We The Italians | Italian gardens and parks: Aymerich Park and Castle

Italian gardens and parks: Aymerich Park and Castle

Italian gardens and parks: Aymerich Park and Castle

  • WTI Magazine #177 Jul 20, 2024
  • 127

The Aymerich Park is an urban park built around the remains of the Aymerich Castle, probably built in 1053. The area covers almost 22 hectares in the municipality of Laconi, in the district called Sarcidano, at the center of Sardinia. The ruins of the castle show multiple stratifications, that over the centuries have led to the current look.

The actual name is that of the last lords of Laconi, the Aymerich, who lived here from the eighteenth century until the mid-nineteenth century; but the building was built in the Middle Ages to defend the frontier of the Kingdom of Arborea from that of Cagliari. The main tower, rectangular in plan, dates back to the XI-XII century and in the eighteenth was transformed into a prison.

Next to the tower there is the real castle, built on two levels: the lower one is contemporary to the tower, while the upper one came after, and has elegant moldings on the windows in Catalan-Aragonese style. Ignazio Aymerich, a Senator of the Kingdom of Italy in 1830 and a passionate collector of plants, was the one who wanted either the creation of a garden of exotic plants that extends over a large area, and the wood which surrounds the castle, where we can find a also unusual habitat of non native plants, such as a cedar of Lebanon (Cedrus libani) with special dimensions, the Corsican pine (Pinus nigra), the Pendulo beech (Fagus sylvatica), the Collectia cruciata (very rare plant), and even the Magnolia grandiflora, the Thuia orientalis, and Taxus baccata.
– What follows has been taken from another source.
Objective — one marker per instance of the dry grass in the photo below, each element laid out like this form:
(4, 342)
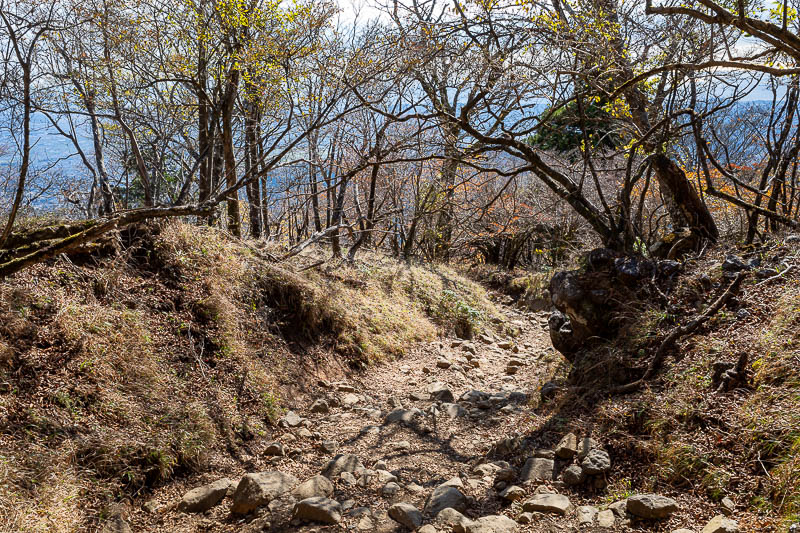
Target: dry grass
(120, 377)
The park also consists of dense oak forests (Quercus ilex), interspersed with natural cavities, streams, small waterfalls and ponds that create an atmosphere of great charm. Moreover, in all the surrounding areas you can admire the highest number of species of Sardinian orchid with, in some cases, their origin inscribed in the name itself (Ophris laconensis and Orchis sarcidani); and rarities like the Pyracanta coccinea (the one and only discovery in the whole Sardinia).